This document covers basic monitoring and health of the toolings
(OctoRPKI and GoRTR) but also advanced features like distributed tracing
and extended logging systems.
While all the tools are optional, we recommend to setup mininmal
monitoring with Prometheus.
The sections below will go from a simple general use-case to
more specific, development-centric data.
You can usually find the tools listed here in use inside many tech companies.
While it may feel superfluous and complex to set them up _just_
for the use of RPKI, it may be fruitful to reach out to development-focused
teams and use previously installed software.
A quick note on the Cloudflare RPKI Dashboard and API as it also
fits in the *monitoring* part of RPKI.
A custom version of OctoRPKI is providing the data behind
[rpki.cloudflare.com](https://rpki.cloudflare.com) and its GraphQL API.
It includes fingerprints, file-specific information, historical data
and also validation status of the BGP data collected.
Unfortunately, the setup is too specific to Cloudflare to be made open-source.
Work is being done in that direction to provide a limited feature-set plug and play
dashboard. A section will be added later on.

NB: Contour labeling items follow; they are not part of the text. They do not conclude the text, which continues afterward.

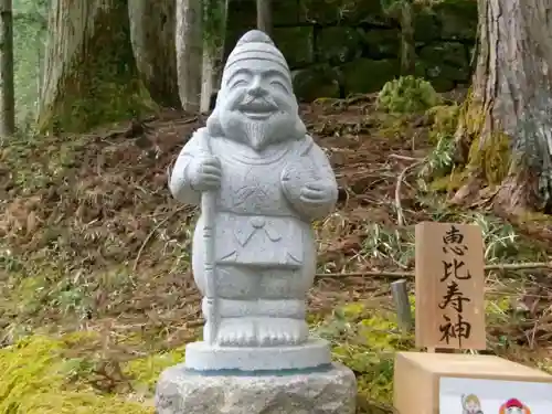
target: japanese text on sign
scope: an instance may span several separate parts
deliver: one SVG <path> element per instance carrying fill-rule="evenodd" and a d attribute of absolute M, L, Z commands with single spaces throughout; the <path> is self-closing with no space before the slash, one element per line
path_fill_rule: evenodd
<path fill-rule="evenodd" d="M 479 227 L 416 226 L 416 342 L 429 348 L 485 349 Z"/>

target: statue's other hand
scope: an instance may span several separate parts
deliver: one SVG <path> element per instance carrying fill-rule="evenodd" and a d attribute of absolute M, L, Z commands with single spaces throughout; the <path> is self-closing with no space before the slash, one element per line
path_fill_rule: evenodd
<path fill-rule="evenodd" d="M 335 189 L 328 182 L 315 181 L 304 185 L 300 190 L 300 201 L 311 205 L 326 205 L 333 203 Z"/>
<path fill-rule="evenodd" d="M 221 185 L 221 161 L 215 157 L 198 158 L 189 164 L 189 179 L 197 191 L 216 190 Z"/>

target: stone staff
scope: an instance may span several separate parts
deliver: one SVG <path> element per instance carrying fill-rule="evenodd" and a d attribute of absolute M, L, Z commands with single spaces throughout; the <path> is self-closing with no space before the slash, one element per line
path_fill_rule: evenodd
<path fill-rule="evenodd" d="M 211 155 L 209 137 L 201 136 L 202 149 Z M 219 309 L 216 299 L 216 256 L 215 256 L 215 215 L 216 215 L 216 190 L 204 191 L 201 194 L 201 214 L 205 226 L 203 227 L 203 267 L 205 273 L 205 304 L 203 312 L 210 321 L 208 329 L 203 332 L 204 340 L 210 346 L 216 343 L 219 331 Z"/>

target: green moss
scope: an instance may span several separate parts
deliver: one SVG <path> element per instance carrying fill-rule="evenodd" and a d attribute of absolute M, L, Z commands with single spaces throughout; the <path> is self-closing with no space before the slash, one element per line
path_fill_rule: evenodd
<path fill-rule="evenodd" d="M 71 340 L 76 340 L 73 336 Z M 67 342 L 30 337 L 0 351 L 1 414 L 152 414 L 153 410 L 117 395 L 99 395 L 66 383 L 72 361 Z"/>
<path fill-rule="evenodd" d="M 123 372 L 128 375 L 135 388 L 146 388 L 153 392 L 161 372 L 169 367 L 183 362 L 184 348 L 177 348 L 170 352 L 157 353 L 127 362 Z"/>
<path fill-rule="evenodd" d="M 399 114 L 423 112 L 439 102 L 432 84 L 415 76 L 401 76 L 390 81 L 378 95 L 379 109 Z"/>
<path fill-rule="evenodd" d="M 443 136 L 453 137 L 458 127 L 458 105 L 437 105 L 426 112 L 432 120 L 429 142 L 436 145 Z"/>
<path fill-rule="evenodd" d="M 478 168 L 489 184 L 500 184 L 510 168 L 510 138 L 503 132 L 491 132 L 481 145 L 476 138 L 470 146 L 468 169 Z"/>
<path fill-rule="evenodd" d="M 399 330 L 394 312 L 353 302 L 336 309 L 317 331 L 332 342 L 336 360 L 360 373 L 362 400 L 391 404 L 394 354 L 414 347 L 412 335 Z"/>

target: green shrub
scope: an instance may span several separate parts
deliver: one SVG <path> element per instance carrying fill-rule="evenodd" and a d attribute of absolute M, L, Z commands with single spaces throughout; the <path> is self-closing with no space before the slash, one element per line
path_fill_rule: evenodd
<path fill-rule="evenodd" d="M 388 82 L 378 95 L 378 108 L 390 113 L 420 113 L 439 103 L 440 97 L 432 84 L 414 76 Z"/>

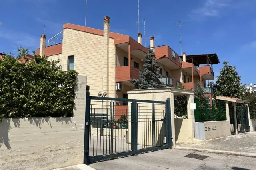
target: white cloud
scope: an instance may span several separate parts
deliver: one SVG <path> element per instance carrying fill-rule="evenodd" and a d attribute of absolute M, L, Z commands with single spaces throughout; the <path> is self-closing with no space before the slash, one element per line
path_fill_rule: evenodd
<path fill-rule="evenodd" d="M 42 24 L 45 25 L 45 33 L 51 34 L 57 34 L 63 30 L 63 24 L 56 22 L 54 22 L 47 20 L 44 20 L 39 18 L 36 18 L 37 21 Z"/>
<path fill-rule="evenodd" d="M 6 39 L 16 45 L 31 48 L 32 50 L 38 47 L 40 43 L 40 39 L 37 37 L 26 33 L 10 29 L 1 29 L 0 37 Z"/>
<path fill-rule="evenodd" d="M 242 50 L 246 51 L 256 51 L 256 41 L 244 45 L 242 47 Z"/>
<path fill-rule="evenodd" d="M 189 16 L 196 20 L 204 20 L 207 17 L 219 16 L 222 10 L 231 5 L 232 0 L 206 0 L 201 7 L 192 10 Z"/>

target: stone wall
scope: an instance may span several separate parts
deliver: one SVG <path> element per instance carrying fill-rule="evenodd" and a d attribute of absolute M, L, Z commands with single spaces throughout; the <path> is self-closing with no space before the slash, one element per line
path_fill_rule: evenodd
<path fill-rule="evenodd" d="M 204 133 L 206 140 L 230 136 L 229 121 L 205 122 Z"/>
<path fill-rule="evenodd" d="M 250 132 L 254 132 L 254 131 L 256 131 L 256 120 L 252 119 L 249 119 L 249 125 L 250 126 Z"/>
<path fill-rule="evenodd" d="M 46 170 L 83 163 L 86 77 L 77 80 L 74 117 L 0 123 L 0 170 Z"/>
<path fill-rule="evenodd" d="M 193 142 L 192 123 L 188 119 L 175 118 L 175 141 L 178 142 Z"/>

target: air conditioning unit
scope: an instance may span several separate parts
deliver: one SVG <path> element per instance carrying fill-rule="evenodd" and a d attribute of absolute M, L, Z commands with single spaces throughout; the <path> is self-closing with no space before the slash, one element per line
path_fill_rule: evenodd
<path fill-rule="evenodd" d="M 116 83 L 116 90 L 120 90 L 123 89 L 122 84 L 120 83 Z"/>

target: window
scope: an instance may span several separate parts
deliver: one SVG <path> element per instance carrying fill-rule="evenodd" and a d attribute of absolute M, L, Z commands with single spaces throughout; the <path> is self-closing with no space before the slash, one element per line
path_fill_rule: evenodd
<path fill-rule="evenodd" d="M 162 75 L 163 70 L 162 69 L 162 67 L 160 67 L 160 70 L 159 70 L 159 74 L 161 74 L 161 76 Z"/>
<path fill-rule="evenodd" d="M 139 69 L 139 63 L 134 62 L 134 67 L 137 69 Z"/>
<path fill-rule="evenodd" d="M 175 52 L 174 52 L 174 51 L 173 50 L 172 50 L 172 57 L 173 58 L 176 58 L 176 56 L 175 56 Z"/>
<path fill-rule="evenodd" d="M 71 56 L 68 56 L 68 70 L 74 70 L 74 55 Z"/>
<path fill-rule="evenodd" d="M 123 98 L 128 99 L 128 95 L 127 94 L 123 94 Z M 123 105 L 124 106 L 128 105 L 128 102 L 127 101 L 124 101 L 123 102 Z"/>
<path fill-rule="evenodd" d="M 129 59 L 125 57 L 124 57 L 124 66 L 128 66 L 129 65 Z"/>

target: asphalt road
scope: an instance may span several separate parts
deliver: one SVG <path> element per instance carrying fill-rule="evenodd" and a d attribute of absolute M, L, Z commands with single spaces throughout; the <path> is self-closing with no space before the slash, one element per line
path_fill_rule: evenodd
<path fill-rule="evenodd" d="M 194 153 L 208 157 L 200 160 L 184 157 Z M 97 170 L 256 170 L 256 158 L 176 149 L 162 150 L 92 164 Z"/>

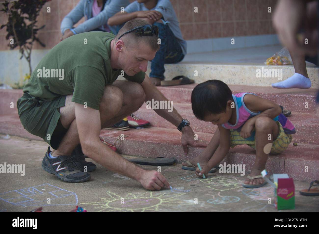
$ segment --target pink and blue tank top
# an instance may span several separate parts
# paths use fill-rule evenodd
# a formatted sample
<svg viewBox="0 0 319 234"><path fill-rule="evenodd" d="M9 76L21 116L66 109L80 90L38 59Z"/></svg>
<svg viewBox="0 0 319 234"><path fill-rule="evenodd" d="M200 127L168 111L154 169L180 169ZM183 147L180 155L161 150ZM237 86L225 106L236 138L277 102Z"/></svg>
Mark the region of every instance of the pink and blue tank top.
<svg viewBox="0 0 319 234"><path fill-rule="evenodd" d="M246 106L244 103L244 96L247 94L253 94L257 96L255 94L251 93L239 93L236 94L232 95L236 107L236 123L234 125L233 125L227 122L222 124L223 127L227 129L233 129L240 132L241 128L246 121L261 113L262 112L260 111L258 113L252 112ZM286 134L294 134L296 133L296 130L293 125L282 114L280 114L273 119L275 121L279 122L282 126L284 131ZM254 131L251 133L251 135L249 138L246 138L246 139L253 141L256 133L256 131Z"/></svg>

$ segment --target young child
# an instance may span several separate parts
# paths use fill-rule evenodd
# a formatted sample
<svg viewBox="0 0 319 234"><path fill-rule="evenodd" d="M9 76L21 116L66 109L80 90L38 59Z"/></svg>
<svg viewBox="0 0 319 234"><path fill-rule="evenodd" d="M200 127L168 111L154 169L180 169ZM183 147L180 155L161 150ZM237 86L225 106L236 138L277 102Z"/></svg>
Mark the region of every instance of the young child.
<svg viewBox="0 0 319 234"><path fill-rule="evenodd" d="M201 171L197 168L196 174L201 177L208 173L225 157L230 146L247 144L256 150L256 159L243 186L258 188L265 184L261 172L265 169L269 153L285 150L291 134L296 133L279 106L254 94L233 95L226 84L217 80L197 85L191 100L196 117L218 127L203 153L190 160L202 167Z"/></svg>

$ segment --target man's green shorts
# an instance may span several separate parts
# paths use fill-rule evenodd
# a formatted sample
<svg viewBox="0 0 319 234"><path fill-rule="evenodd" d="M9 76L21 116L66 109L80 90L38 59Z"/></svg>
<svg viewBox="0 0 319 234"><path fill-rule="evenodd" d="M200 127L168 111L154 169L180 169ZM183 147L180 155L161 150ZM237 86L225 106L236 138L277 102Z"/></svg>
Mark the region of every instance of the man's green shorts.
<svg viewBox="0 0 319 234"><path fill-rule="evenodd" d="M65 105L65 95L51 101L41 100L25 93L18 99L18 113L27 131L42 138L56 149L67 131L60 120L60 108Z"/></svg>

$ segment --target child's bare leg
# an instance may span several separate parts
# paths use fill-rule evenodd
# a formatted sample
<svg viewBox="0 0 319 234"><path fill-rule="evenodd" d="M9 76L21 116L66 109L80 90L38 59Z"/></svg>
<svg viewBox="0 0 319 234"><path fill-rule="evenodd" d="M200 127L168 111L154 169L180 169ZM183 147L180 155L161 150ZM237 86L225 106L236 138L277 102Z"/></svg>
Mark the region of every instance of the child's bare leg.
<svg viewBox="0 0 319 234"><path fill-rule="evenodd" d="M194 166L197 166L197 163L199 163L201 166L202 167L204 165L207 164L207 162L211 158L214 153L219 145L219 139L220 134L219 130L217 128L217 130L214 134L214 136L209 142L207 147L197 157L189 160L190 163ZM189 166L189 165L186 162L182 163L183 166ZM203 166L202 166L202 165Z"/></svg>
<svg viewBox="0 0 319 234"><path fill-rule="evenodd" d="M265 146L272 143L279 133L279 128L273 119L267 117L261 116L257 118L255 123L256 129L256 159L249 175L252 177L260 175L261 171L265 168L266 162L269 153L264 152ZM268 134L271 135L271 139L268 140ZM264 182L263 179L256 179L251 180L247 178L246 184L259 184Z"/></svg>

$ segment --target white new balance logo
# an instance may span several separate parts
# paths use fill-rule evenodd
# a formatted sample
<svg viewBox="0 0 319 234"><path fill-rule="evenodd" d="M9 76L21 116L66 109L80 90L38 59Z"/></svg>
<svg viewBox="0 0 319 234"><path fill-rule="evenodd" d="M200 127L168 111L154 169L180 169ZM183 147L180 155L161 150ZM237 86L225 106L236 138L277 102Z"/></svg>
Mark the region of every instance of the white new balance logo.
<svg viewBox="0 0 319 234"><path fill-rule="evenodd" d="M60 161L60 162L55 162L54 163L52 164L52 166L54 166L56 165L57 165L57 164L60 164L61 163L61 162L62 162L62 161ZM66 169L66 167L61 167L61 168L60 168L60 166L61 166L61 165L59 165L58 166L58 167L57 167L56 168L56 171L57 172L59 171L61 171L61 170L63 170L63 169Z"/></svg>

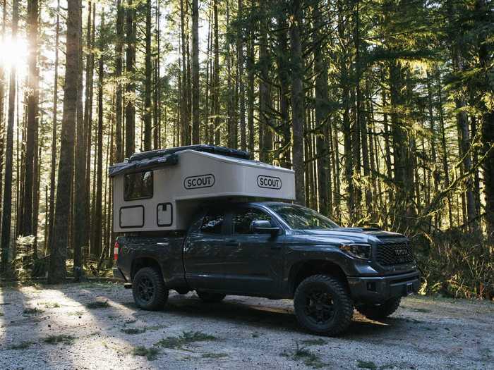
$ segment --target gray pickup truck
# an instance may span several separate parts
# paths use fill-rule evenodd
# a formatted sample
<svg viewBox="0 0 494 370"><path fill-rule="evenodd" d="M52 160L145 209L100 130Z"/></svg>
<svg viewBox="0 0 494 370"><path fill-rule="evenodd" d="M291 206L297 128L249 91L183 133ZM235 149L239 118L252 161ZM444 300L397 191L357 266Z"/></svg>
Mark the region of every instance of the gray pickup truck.
<svg viewBox="0 0 494 370"><path fill-rule="evenodd" d="M337 335L356 308L371 319L416 292L410 241L375 228L342 228L303 206L275 202L215 204L188 230L117 238L114 275L143 309L162 309L173 289L205 302L226 295L293 299L305 329Z"/></svg>

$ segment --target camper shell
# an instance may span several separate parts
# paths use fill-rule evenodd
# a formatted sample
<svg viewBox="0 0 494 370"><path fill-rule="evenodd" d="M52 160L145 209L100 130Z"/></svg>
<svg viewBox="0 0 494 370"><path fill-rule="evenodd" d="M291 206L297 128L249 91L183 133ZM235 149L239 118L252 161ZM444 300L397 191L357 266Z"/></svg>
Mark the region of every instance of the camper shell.
<svg viewBox="0 0 494 370"><path fill-rule="evenodd" d="M293 200L294 173L246 152L191 145L136 153L109 168L114 231L186 230L207 202Z"/></svg>

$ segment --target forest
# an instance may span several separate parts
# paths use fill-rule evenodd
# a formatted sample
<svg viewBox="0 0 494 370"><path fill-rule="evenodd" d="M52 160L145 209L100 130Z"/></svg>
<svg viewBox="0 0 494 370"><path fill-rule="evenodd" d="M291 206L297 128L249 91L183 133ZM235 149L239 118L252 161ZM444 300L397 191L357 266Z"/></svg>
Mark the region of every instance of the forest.
<svg viewBox="0 0 494 370"><path fill-rule="evenodd" d="M422 292L494 297L490 0L1 0L7 278L107 273L109 165L191 144L403 233Z"/></svg>

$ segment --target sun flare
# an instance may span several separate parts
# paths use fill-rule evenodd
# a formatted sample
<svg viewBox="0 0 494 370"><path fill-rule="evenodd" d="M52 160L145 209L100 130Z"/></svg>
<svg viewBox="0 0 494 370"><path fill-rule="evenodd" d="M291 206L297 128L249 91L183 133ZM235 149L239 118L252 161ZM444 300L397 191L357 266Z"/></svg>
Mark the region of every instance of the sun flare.
<svg viewBox="0 0 494 370"><path fill-rule="evenodd" d="M22 72L28 60L28 43L23 38L7 37L0 42L0 66L5 68L15 67Z"/></svg>

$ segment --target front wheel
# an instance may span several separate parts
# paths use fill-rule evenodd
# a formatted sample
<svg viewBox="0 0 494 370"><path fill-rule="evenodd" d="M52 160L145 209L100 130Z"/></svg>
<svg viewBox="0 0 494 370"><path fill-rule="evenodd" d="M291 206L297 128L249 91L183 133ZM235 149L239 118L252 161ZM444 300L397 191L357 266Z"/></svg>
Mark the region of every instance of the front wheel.
<svg viewBox="0 0 494 370"><path fill-rule="evenodd" d="M156 311L163 308L168 300L168 289L159 271L152 267L141 269L132 281L132 294L139 308Z"/></svg>
<svg viewBox="0 0 494 370"><path fill-rule="evenodd" d="M354 314L354 302L345 285L327 275L303 280L295 291L294 307L302 327L325 335L345 331Z"/></svg>
<svg viewBox="0 0 494 370"><path fill-rule="evenodd" d="M198 297L200 298L200 300L205 302L207 303L216 303L217 302L221 302L223 299L227 297L226 295L220 293L212 293L210 292L204 292L203 290L195 290Z"/></svg>
<svg viewBox="0 0 494 370"><path fill-rule="evenodd" d="M360 304L357 311L370 320L382 320L393 314L402 302L401 297L391 298L380 304Z"/></svg>

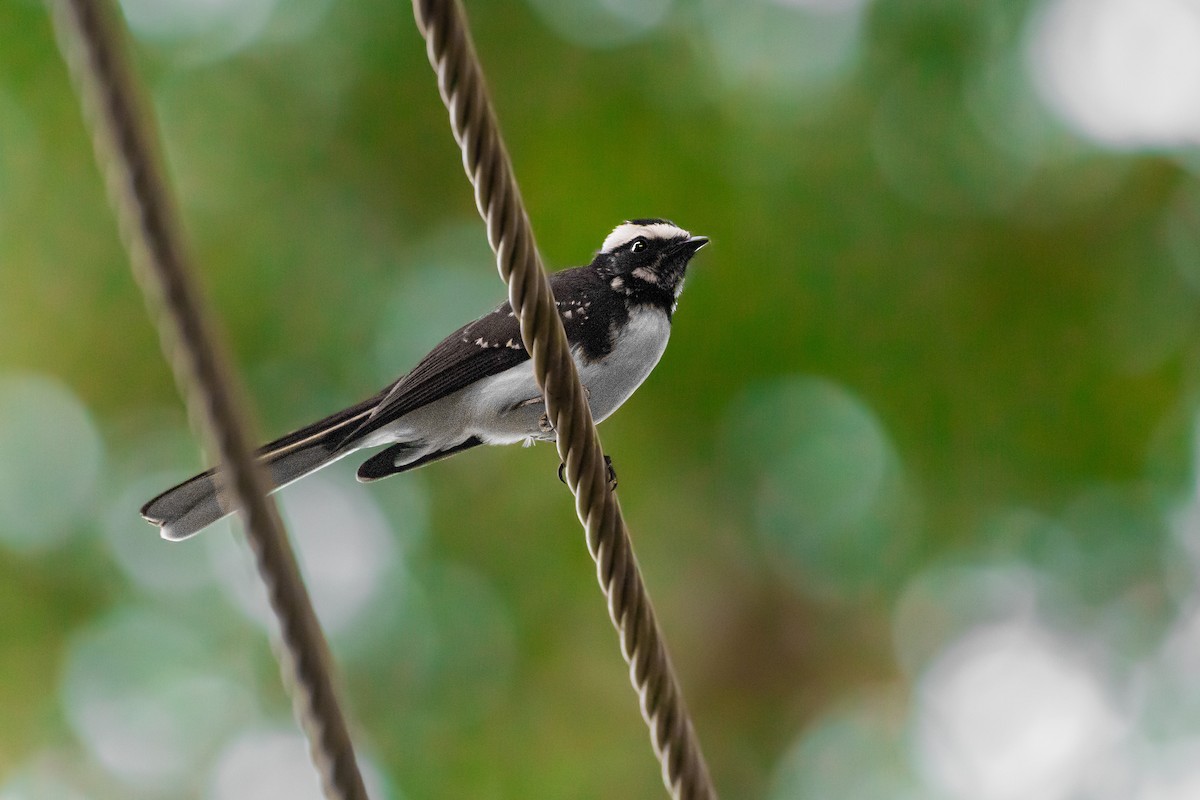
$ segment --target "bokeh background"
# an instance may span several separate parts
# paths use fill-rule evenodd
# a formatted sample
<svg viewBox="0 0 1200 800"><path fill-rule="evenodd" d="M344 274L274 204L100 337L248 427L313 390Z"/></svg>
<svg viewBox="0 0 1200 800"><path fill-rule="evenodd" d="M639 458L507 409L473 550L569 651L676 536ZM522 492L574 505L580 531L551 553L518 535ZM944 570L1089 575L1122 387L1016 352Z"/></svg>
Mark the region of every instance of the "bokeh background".
<svg viewBox="0 0 1200 800"><path fill-rule="evenodd" d="M404 2L125 0L264 435L497 303ZM601 433L726 798L1200 796L1200 2L468 2L546 259L713 245ZM42 6L0 4L0 798L317 798ZM656 798L552 447L282 493L379 800Z"/></svg>

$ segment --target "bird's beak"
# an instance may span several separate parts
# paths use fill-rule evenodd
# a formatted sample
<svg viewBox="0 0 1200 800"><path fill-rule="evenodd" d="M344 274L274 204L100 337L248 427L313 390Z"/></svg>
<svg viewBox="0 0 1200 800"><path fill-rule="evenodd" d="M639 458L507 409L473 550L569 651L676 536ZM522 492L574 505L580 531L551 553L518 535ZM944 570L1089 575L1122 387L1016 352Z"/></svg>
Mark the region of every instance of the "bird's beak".
<svg viewBox="0 0 1200 800"><path fill-rule="evenodd" d="M679 242L679 249L684 253L688 253L688 257L691 258L692 255L696 254L696 251L698 251L707 243L708 243L708 236L692 236L686 241Z"/></svg>

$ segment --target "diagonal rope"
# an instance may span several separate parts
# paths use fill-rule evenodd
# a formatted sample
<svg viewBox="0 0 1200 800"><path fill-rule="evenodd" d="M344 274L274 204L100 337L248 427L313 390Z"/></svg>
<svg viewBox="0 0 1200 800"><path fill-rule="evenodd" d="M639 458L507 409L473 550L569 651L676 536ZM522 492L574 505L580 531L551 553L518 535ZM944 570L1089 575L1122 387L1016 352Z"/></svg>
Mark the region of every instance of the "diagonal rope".
<svg viewBox="0 0 1200 800"><path fill-rule="evenodd" d="M284 682L330 800L366 800L329 674L329 649L251 447L229 357L204 314L170 194L155 151L154 121L124 52L120 17L106 0L55 0L62 58L92 132L121 239L157 317L160 336L193 419L217 453L227 488L280 624Z"/></svg>
<svg viewBox="0 0 1200 800"><path fill-rule="evenodd" d="M592 411L566 345L464 13L457 0L413 0L413 11L450 112L450 126L462 148L463 167L475 187L475 205L487 223L497 267L509 284L509 301L521 320L521 337L546 396L546 410L558 433L558 455L566 464L575 510L587 531L608 614L620 634L622 654L629 662L642 716L662 764L664 783L673 798L715 799L620 506L608 489L608 470Z"/></svg>

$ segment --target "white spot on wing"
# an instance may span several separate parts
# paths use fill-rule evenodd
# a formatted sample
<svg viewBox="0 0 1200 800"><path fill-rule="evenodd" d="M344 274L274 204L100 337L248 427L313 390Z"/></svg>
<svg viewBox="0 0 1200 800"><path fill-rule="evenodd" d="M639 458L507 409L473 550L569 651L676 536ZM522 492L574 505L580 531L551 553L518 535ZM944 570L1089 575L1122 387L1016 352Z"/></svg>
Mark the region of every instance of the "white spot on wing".
<svg viewBox="0 0 1200 800"><path fill-rule="evenodd" d="M647 239L679 239L683 236L688 239L691 234L670 222L654 222L648 225L635 225L631 222L624 222L613 228L612 233L608 234L608 237L604 240L604 245L600 246L600 252L611 253L638 236L646 236Z"/></svg>

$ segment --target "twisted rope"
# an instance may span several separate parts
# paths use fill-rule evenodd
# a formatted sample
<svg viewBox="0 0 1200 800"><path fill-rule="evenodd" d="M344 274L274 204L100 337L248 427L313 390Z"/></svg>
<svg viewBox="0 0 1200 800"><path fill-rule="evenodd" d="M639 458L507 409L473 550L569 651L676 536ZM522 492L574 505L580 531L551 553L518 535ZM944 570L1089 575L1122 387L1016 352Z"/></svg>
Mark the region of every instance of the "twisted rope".
<svg viewBox="0 0 1200 800"><path fill-rule="evenodd" d="M475 187L475 205L487 223L487 241L509 287L521 337L546 397L557 432L558 455L575 493L575 510L587 531L608 614L620 634L642 717L662 781L673 798L716 798L646 593L620 506L608 488L608 470L580 378L554 306L550 281L521 201L512 163L500 138L466 17L457 0L413 0L462 163Z"/></svg>
<svg viewBox="0 0 1200 800"><path fill-rule="evenodd" d="M366 800L329 675L329 650L268 485L229 357L204 314L170 194L155 152L152 119L124 52L120 18L104 0L55 0L54 24L92 132L121 240L156 317L163 351L188 413L221 463L280 624L280 667L330 800ZM160 311L161 309L161 311Z"/></svg>

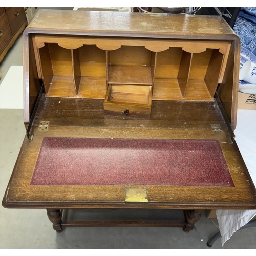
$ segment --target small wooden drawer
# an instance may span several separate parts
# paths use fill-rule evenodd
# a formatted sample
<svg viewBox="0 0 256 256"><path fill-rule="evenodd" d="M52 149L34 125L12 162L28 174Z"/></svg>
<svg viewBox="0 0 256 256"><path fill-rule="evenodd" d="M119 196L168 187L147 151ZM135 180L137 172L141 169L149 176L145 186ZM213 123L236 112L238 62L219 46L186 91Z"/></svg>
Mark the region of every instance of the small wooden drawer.
<svg viewBox="0 0 256 256"><path fill-rule="evenodd" d="M26 20L24 7L12 7L6 11L6 15L10 24L11 31L13 34L23 24L23 22Z"/></svg>
<svg viewBox="0 0 256 256"><path fill-rule="evenodd" d="M0 18L0 51L7 44L12 37L8 22L5 15Z"/></svg>
<svg viewBox="0 0 256 256"><path fill-rule="evenodd" d="M151 86L109 84L104 109L112 114L149 118Z"/></svg>

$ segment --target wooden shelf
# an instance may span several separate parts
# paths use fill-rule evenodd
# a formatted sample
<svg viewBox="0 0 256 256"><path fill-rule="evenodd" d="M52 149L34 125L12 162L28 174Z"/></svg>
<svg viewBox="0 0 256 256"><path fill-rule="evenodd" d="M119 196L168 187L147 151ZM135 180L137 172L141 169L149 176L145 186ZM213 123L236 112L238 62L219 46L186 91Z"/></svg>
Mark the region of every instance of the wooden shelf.
<svg viewBox="0 0 256 256"><path fill-rule="evenodd" d="M152 85L151 67L110 66L109 83Z"/></svg>
<svg viewBox="0 0 256 256"><path fill-rule="evenodd" d="M39 39L35 41L35 54L47 96L105 99L105 110L119 113L131 106L144 113L146 106L148 115L152 100L212 101L227 61L221 43L210 48L210 42L184 42L183 47L181 41L172 41L172 47L158 52L134 42L113 50L109 42L109 50L104 50L97 39L95 44L91 39L90 45L74 39L73 46L60 38L59 44L56 37L54 42Z"/></svg>
<svg viewBox="0 0 256 256"><path fill-rule="evenodd" d="M177 79L158 79L155 80L152 100L211 101L213 98L203 80L189 80L183 97Z"/></svg>

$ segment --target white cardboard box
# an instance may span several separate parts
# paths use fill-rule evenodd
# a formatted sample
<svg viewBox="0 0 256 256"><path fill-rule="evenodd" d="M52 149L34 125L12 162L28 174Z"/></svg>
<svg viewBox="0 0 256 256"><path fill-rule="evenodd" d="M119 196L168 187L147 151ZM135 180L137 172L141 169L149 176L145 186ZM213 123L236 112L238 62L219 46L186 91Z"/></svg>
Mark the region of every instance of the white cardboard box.
<svg viewBox="0 0 256 256"><path fill-rule="evenodd" d="M239 92L238 108L242 110L256 110L256 94Z"/></svg>

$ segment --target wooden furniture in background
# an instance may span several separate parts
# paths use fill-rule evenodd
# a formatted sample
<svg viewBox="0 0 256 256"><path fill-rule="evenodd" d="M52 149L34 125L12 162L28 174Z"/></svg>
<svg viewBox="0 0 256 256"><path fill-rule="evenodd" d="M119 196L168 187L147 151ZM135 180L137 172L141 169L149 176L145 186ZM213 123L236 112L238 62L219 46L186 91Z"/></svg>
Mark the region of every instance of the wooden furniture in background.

## Play with docker-compose
In the `compose` folder, there is a configuration file that can be used
to start a RPKI validation environment with monitoring.
Make sure [docker](https://docs.docker.com/get-docker/) and
[docker-compose](https://docs.docker.com/compose/install/) are installed on your machine.
This should provide an effortless demo of all the pieces fitting together:
- 2 GoRTR (one connected to the local OctoRPKI)
- 1 OctoRPKI
- 1 Prometheus
- 1 Grafana (provisions RPKI dashboard)
- 1 Jaeger
You can start with `docker-compose up`.
The Grafana is available on http://localhost:3000 (user/pass: admin/admin).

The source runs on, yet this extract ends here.